There's an issue here.
First there's the actual physical image circle that a lens illuminates on an screen. But more important is the manufacturers recommended coverage/image circle at a given aperture. The first is where the image is unsharp as you go towards the edges, the second is where they suggest is still reasonably sharp (by their criteria).
So you might see a lens being sold as covering 7x5 possibly 10x8 while the manufacturer says it's only designed to cover 5x4, which for high quality images is the case.
The CZJ Tessar only has a Field of view of 43°at Infinity so the Doctor Optic 750mm (he bought the CZJ LF division) doesn't have a 1300mm image circle at Infinity, it's more like 590mm However these are process lenses so at 1:1 the image circle is far larger.

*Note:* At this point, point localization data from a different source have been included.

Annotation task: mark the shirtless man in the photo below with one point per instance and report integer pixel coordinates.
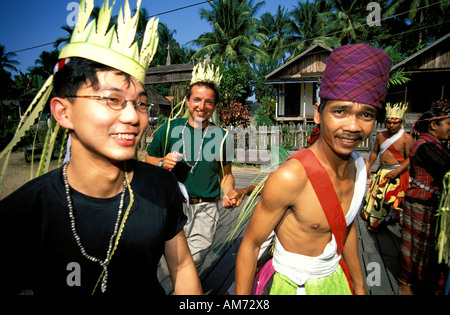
(312, 199)
(387, 189)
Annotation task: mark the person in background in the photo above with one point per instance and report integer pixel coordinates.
(311, 200)
(199, 153)
(419, 269)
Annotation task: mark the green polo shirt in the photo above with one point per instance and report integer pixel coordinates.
(204, 180)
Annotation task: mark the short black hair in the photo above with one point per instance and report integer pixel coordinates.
(209, 85)
(79, 71)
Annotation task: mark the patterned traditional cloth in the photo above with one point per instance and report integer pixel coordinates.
(385, 197)
(356, 73)
(418, 255)
(290, 273)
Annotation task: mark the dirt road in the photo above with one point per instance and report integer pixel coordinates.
(18, 172)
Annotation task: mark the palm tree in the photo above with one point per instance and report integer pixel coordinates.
(6, 63)
(308, 27)
(276, 28)
(346, 20)
(234, 32)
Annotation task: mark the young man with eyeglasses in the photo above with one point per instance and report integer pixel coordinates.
(100, 223)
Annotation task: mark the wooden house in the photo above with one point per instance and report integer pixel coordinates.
(429, 71)
(297, 83)
(169, 74)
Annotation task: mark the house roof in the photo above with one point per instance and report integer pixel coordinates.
(421, 52)
(296, 59)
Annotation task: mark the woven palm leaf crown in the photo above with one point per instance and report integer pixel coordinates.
(206, 73)
(395, 112)
(115, 47)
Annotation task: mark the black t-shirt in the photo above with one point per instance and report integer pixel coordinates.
(39, 251)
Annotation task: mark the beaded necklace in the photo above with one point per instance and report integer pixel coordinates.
(199, 151)
(103, 263)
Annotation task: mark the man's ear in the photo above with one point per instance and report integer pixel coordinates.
(433, 126)
(316, 114)
(59, 107)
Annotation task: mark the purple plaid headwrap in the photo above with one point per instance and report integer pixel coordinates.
(356, 73)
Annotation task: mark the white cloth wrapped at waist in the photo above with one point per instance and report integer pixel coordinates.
(300, 268)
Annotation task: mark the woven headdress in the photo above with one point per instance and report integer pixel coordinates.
(395, 112)
(115, 47)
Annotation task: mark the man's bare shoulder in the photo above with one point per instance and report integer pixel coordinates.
(290, 175)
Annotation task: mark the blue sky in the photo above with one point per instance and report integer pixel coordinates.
(29, 23)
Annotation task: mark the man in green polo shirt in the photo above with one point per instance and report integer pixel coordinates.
(199, 154)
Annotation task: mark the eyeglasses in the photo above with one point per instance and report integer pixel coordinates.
(118, 101)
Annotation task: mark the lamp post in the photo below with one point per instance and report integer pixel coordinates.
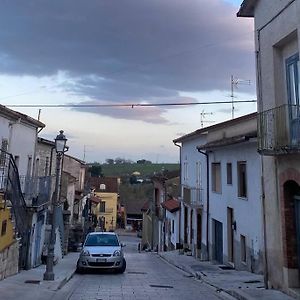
(60, 147)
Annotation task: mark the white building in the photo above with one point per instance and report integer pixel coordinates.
(235, 206)
(18, 133)
(193, 165)
(277, 27)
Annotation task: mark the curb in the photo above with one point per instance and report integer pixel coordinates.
(197, 275)
(65, 280)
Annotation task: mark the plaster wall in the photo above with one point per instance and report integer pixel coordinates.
(247, 212)
(275, 42)
(191, 157)
(174, 217)
(21, 141)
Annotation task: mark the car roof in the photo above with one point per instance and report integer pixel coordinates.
(102, 232)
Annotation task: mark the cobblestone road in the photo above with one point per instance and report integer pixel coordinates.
(146, 277)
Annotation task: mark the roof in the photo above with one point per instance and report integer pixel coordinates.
(111, 184)
(133, 206)
(46, 142)
(166, 175)
(228, 141)
(247, 9)
(172, 205)
(17, 115)
(205, 130)
(145, 206)
(95, 199)
(75, 158)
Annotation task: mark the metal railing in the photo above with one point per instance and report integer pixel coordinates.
(37, 191)
(279, 130)
(11, 188)
(193, 196)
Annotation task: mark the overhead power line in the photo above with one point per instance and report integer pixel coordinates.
(132, 105)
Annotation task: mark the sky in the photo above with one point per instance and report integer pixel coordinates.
(125, 52)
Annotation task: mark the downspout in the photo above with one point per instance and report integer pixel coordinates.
(180, 183)
(260, 109)
(207, 200)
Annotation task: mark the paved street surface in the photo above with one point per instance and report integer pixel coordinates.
(147, 277)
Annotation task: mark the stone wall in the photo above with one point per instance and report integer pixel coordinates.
(9, 259)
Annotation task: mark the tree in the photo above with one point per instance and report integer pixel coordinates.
(109, 161)
(95, 170)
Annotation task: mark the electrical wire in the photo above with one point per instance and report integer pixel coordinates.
(132, 105)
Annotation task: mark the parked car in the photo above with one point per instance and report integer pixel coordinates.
(102, 250)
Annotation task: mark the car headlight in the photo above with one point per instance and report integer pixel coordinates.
(85, 252)
(117, 253)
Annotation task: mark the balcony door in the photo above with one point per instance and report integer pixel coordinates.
(293, 93)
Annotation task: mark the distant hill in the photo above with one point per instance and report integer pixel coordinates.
(143, 169)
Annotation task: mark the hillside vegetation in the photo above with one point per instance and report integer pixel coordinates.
(128, 169)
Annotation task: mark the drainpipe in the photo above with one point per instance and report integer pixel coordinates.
(180, 183)
(260, 109)
(207, 200)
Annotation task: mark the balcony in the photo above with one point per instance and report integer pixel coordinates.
(279, 130)
(193, 196)
(37, 191)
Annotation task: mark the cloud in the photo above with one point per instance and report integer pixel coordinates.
(132, 50)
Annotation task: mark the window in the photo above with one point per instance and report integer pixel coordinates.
(102, 206)
(293, 93)
(229, 173)
(3, 227)
(4, 147)
(17, 160)
(198, 175)
(243, 249)
(216, 177)
(242, 179)
(292, 76)
(29, 165)
(47, 164)
(185, 171)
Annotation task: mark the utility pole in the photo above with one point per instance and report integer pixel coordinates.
(234, 83)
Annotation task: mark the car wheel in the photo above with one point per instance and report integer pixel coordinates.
(79, 270)
(123, 268)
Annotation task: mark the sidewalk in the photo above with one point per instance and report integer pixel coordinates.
(241, 285)
(30, 284)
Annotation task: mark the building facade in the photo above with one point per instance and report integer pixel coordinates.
(193, 178)
(277, 25)
(235, 198)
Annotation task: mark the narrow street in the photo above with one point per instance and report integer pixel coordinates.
(147, 277)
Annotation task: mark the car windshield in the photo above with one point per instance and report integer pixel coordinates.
(102, 240)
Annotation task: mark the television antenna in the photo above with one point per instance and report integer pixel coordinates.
(234, 82)
(203, 114)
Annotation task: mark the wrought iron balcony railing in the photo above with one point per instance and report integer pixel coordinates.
(193, 196)
(37, 191)
(279, 130)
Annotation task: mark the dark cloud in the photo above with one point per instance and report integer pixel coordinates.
(129, 50)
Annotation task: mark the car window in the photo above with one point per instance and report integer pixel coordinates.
(102, 240)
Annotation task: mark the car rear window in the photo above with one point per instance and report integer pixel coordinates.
(102, 240)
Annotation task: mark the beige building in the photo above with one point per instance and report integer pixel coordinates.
(107, 190)
(277, 26)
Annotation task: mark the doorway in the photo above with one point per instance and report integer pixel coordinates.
(218, 241)
(230, 235)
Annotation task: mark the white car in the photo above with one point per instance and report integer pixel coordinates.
(102, 250)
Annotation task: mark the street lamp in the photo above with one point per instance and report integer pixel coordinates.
(60, 147)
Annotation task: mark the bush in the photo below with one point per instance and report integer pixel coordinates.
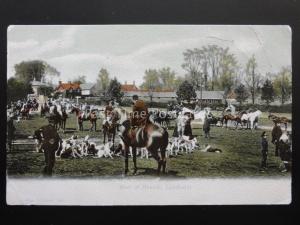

That raises a third issue as often lenses are shimmed to work at specific focus ranges, so for macro work the cells are shimmed to be further apart. Gets complicated as there's nothing definitive written
The factory made two different 750mm lenses the 750mm Apo Tessar, and two APO Germinars an f9 & an f14.5 which are slightly wider 46° - having an Image circle of 1230mm at 1:1, but half that at Infinity. The last version had a removable spacer between the front cells and shutter for normal (non repro use).
Some where I have a complete set of data on Docter Optic lenses in PDF format probably on a hard drive in the UK. Back to your original question you can't work out the image circle, that's measured on an optical bench or by physical photographing test charts.